Songwriters found a tireless advocate in Keller. “I had never had a business partner that allowed me to be so free from business and able to focus on just creative stuff,” says Hodges, who has written and produced songs for Celine Dion, Kelly Clarkson, Carrie Underwood, and other hitmakers. “He really is a lover of music. I don’t think you could do this job well if you just thought of songs as widgets you’re selling.”
In 2014, Keller launched Milk & Honey, mainly as a vehicle to manage songwriters and producers — the unsung heroes of the music industry who often don’t get the credit they’re due. “I understood that if I scaled that business, I could be taking a lot of chances and having a lot of writers in with different artists,” Keller says. “By virtue of doing that, I’d have more hits than being an artist manager.”
His bet paid off. Over the past decade, Milk & Honey has presided over some of the industry’s biggest tracks, including Dua Lipa’s “Levitating,” Demi Lovato’s “Sorry Not Sorry,” Selena Gomez and ASAP Rocky’s “Good for You,” and “Butter” by BTS. The company has 25 songs to its name with over a billion streams on Spotify and has sold more than a billion albums across its roster. This year, Milk & Honey clients received 10 Grammy nods and last year churned out hit songs with Morgan Wallen, Travis Scott, and Charlie XCX. In 2021, Keller expanded into sports and now represents top athletes in the NFL and MLB.
The manager’s success reflects his ability to weather the changes that have roiled the music industry in the past decade as streaming giants like Spotify and Apple Music have changed the way the masses consume songs. “At every turn, the tech companies tried to slash rates for the songwriters,” Keller says, though he acknowledges an improvement in recent years.
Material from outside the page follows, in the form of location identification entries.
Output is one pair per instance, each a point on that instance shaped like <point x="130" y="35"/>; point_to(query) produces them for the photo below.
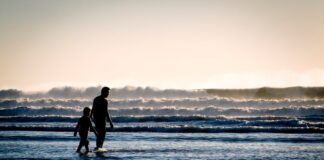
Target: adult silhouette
<point x="100" y="115"/>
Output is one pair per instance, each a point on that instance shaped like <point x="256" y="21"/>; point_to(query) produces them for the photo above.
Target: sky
<point x="183" y="44"/>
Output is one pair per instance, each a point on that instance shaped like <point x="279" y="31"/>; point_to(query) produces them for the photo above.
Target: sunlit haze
<point x="162" y="43"/>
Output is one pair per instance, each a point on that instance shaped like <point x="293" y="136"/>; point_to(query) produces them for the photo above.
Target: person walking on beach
<point x="100" y="115"/>
<point x="83" y="126"/>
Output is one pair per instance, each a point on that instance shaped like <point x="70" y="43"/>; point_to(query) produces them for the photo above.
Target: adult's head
<point x="105" y="91"/>
<point x="86" y="111"/>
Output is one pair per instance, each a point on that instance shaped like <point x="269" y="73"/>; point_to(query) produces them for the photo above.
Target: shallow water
<point x="147" y="145"/>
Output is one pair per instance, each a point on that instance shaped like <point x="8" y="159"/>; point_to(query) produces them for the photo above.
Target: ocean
<point x="163" y="124"/>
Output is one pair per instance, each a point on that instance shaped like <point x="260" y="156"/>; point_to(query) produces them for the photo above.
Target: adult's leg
<point x="101" y="129"/>
<point x="82" y="143"/>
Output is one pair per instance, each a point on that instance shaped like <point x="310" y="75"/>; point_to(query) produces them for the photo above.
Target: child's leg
<point x="87" y="145"/>
<point x="80" y="146"/>
<point x="82" y="143"/>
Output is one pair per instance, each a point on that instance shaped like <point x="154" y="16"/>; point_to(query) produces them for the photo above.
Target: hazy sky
<point x="161" y="43"/>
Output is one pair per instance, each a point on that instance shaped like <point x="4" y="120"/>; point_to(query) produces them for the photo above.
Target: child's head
<point x="86" y="111"/>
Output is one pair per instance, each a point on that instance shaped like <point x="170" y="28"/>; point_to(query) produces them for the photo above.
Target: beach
<point x="148" y="145"/>
<point x="165" y="124"/>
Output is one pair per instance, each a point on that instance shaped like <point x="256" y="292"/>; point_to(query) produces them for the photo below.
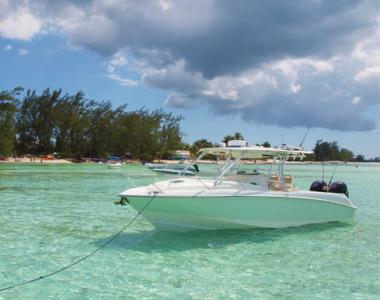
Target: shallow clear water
<point x="51" y="215"/>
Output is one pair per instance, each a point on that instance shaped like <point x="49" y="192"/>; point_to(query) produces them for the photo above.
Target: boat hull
<point x="238" y="212"/>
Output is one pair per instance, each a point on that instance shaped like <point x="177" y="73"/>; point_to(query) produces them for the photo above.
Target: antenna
<point x="307" y="131"/>
<point x="323" y="170"/>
He has been an outspoken advocate for improving artist royalty rates, and in 2019, he organized an open letter signed by more than 100 artists advocating for fair pay for songwriters.
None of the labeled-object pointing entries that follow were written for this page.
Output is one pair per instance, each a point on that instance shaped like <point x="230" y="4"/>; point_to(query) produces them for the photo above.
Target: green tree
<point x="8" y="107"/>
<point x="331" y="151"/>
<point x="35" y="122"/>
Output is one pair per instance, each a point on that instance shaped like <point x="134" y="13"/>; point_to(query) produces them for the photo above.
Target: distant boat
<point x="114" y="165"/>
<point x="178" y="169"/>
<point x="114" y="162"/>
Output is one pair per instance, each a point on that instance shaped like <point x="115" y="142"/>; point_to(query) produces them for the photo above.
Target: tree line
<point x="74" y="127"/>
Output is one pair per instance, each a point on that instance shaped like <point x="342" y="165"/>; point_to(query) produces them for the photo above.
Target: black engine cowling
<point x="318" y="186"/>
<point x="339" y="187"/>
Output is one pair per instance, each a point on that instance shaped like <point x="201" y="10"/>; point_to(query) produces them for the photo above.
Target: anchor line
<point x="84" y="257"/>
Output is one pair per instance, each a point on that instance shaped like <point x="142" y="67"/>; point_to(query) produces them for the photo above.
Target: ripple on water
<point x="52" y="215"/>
“He’s really adept at pivoting to the new moments and maximizing the music that his clients make in a way that some of the older, more legacy managers aren’t able to do as well,” Hodges says.
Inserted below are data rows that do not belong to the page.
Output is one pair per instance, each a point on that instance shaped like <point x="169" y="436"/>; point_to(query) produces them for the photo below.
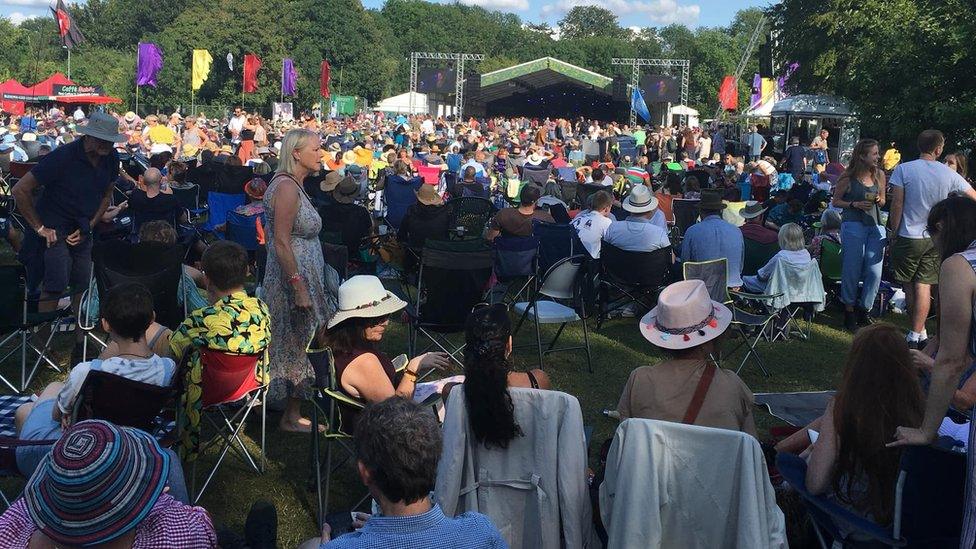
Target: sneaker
<point x="850" y="321"/>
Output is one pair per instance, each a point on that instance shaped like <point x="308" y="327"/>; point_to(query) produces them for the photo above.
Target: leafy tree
<point x="589" y="21"/>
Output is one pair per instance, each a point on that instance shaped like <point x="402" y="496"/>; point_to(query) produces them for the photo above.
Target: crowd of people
<point x="384" y="185"/>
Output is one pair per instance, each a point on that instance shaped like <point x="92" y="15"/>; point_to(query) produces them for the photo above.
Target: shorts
<point x="915" y="260"/>
<point x="66" y="266"/>
<point x="39" y="426"/>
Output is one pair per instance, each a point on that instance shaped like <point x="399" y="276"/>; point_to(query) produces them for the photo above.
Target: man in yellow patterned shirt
<point x="235" y="323"/>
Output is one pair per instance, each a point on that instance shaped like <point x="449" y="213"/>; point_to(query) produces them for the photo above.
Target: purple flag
<point x="289" y="77"/>
<point x="149" y="61"/>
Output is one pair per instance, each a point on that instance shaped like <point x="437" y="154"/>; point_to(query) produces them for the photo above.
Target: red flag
<point x="728" y="94"/>
<point x="324" y="79"/>
<point x="251" y="65"/>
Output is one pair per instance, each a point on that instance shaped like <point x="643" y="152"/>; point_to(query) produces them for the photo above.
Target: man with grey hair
<point x="398" y="444"/>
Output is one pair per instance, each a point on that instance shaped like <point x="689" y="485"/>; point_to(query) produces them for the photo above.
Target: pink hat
<point x="685" y="317"/>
Keller plans to scale Milk & Honey Sports to around 100 athletes. The music side of the company is evolving too. Many of his producer clients are also DJs, including Benny Benassi and Oliver Heldens, and Milk & Honey artists will probably have around 2,000 EDM shows this year. “I feel weird about it because I am an alternative rock guy. But I like it more,” Keller admits. “It’s a higher-octane version of the music business.”
And of course, he’ll bring the team back to Palm Springs for songwriting camps. “I tell all my writers that I need to have a hit that was made in that studio,” he says. Given Keller’s track record, that seems less a matter of “if” than “when.”